Appl Clin Inform 2019; 10(01): 010-018
DOI: 10.1055/s-0038-1676588
Research Article
Georg Thieme Verlag KG Stuttgart · New York

Qualitative and Quantitative Analysis of Patients' Perceptions of the Patient Portal Experience with OpenNotes

Vimal K. Mishra
1   Division of Hospital Medicine, Virginia Commonwealth University Health System, Richmond, Virginia, United States
Robert E. Hoyt
2   Department of Internal Medicine, Virginia Commonwealth University Health System, Richmond, Virginia, United States
Susan E. Wolver
3   Division of General Internal Medicine, Physician Informaticist, Virginia Commonwealth University Health System, Richmond, Virginia, United States
Ann Yoshihashi
4   Pensacola, Florida, United States
Colin Banas
5   Division of Hospital Medicine, Virginia Commonwealth University Health System, Richmond, Virginia, United States
› Author Affiliations
Further Information

Publication History

21 September 2018

09 November 2018

Publication Date:
02 January 2019 (online)


Background Access to medical encounter notes (OpenNotes) is believed to empower patients and improve the quality and safety of care. The impact of such access is not well understood beyond select health care systems and notes from primary care providers.

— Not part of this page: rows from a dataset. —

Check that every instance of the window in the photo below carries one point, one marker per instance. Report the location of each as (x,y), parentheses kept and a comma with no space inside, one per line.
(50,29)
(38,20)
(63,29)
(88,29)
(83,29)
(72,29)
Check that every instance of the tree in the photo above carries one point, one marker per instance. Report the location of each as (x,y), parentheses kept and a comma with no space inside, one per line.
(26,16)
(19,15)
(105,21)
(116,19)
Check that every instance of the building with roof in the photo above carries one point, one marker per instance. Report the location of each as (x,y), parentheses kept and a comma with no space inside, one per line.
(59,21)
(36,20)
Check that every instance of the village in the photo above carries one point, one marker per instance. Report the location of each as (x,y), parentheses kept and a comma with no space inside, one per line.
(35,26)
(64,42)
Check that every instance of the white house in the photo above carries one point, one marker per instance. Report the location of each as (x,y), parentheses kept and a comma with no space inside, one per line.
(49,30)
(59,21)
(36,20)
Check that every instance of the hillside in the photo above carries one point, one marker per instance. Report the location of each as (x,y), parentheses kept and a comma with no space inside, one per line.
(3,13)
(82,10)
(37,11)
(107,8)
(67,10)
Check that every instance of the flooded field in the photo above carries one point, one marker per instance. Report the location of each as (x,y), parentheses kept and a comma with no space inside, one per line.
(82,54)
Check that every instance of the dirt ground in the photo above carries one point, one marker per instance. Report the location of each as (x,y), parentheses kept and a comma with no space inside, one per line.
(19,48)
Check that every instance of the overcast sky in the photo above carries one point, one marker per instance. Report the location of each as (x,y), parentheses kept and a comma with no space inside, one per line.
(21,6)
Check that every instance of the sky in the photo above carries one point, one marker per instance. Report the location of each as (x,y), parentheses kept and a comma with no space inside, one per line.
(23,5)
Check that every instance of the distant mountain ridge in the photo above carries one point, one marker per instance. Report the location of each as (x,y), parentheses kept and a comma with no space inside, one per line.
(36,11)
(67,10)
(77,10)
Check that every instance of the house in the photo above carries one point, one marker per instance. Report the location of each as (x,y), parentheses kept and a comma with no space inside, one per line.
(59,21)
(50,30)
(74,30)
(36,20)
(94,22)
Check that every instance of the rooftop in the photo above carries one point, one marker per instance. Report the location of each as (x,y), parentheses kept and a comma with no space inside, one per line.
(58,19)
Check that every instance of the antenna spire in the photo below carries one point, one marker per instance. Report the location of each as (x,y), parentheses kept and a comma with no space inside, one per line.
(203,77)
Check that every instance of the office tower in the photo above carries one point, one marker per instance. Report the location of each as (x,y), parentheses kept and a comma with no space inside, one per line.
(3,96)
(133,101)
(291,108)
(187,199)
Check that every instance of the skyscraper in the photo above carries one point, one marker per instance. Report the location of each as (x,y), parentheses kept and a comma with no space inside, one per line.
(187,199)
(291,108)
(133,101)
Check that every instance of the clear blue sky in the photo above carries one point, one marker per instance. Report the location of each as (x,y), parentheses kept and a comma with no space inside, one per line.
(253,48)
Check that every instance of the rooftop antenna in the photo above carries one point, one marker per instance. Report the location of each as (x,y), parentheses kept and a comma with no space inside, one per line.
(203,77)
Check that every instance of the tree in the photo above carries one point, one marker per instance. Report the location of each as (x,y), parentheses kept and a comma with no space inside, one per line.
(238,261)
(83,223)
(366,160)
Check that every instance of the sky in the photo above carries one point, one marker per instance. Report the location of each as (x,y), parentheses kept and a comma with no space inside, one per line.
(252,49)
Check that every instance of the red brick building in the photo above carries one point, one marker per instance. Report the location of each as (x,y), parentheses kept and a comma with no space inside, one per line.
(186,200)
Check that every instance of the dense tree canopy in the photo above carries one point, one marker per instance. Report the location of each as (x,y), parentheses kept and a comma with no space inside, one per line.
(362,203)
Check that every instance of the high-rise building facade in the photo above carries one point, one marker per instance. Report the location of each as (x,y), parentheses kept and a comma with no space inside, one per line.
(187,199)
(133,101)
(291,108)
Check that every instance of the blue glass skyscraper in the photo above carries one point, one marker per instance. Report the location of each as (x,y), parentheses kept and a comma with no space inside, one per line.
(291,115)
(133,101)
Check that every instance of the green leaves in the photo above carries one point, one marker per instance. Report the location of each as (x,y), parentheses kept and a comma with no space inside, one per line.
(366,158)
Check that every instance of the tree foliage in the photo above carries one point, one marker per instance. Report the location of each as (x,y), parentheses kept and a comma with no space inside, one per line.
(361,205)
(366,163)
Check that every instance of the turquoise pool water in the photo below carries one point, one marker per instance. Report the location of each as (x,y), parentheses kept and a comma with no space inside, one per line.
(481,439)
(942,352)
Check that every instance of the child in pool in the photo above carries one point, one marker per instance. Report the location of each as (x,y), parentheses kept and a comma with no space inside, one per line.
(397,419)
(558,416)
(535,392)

Objectives This article analyzes patients' perceptions about the patient portal experience with access to primary care and specialist's notes and evaluates free-text comments as an improvement opportunity.

Materials and Methods Patients at an academic health care system who accessed the patient portal from February 2016 to May 2016 were provided a link to complete a 15-item online survey. Those who had viewed at least one note were asked about patient characteristics, frequency of note access, note usefulness, note understanding, and if any action was taken after accessing the note. Free-text comments were associated with nine questions which were analyzed using qualitative methods.

Results A total of 23% (1,487/6,439) of patients who viewed the survey in the portal, participated. Seventy-six percent (1,126/1,487) knew that the notes were available on the portal, and of those, 957 had viewed at least one note to continue the survey. Ninety percent of those were older than 30 years of age, and 90% had some college education. The majority (83%) thought OpenNotes helped them take better care of themselves, without increasing worry (94%) or contacting the physician after reading the note (91%). The qualitative analysis of free-text responses demonstrated multiple positive and negative themes, and they were analyzed for potential improvement opportunities.

Conclusion Our survey confirms that patients who choose to access their primary care and specialists' online medical records perceive benefits of OpenNotes. Additionally, the qualitative analysis of comments revealed positive benefits and several potential patient portal improvement opportunities which could inform implementation of OpenNotes at other health systems.

Protection of Human and Animal Subjects

No patient identifiers were included in this study. This study was approved by the institutional review board.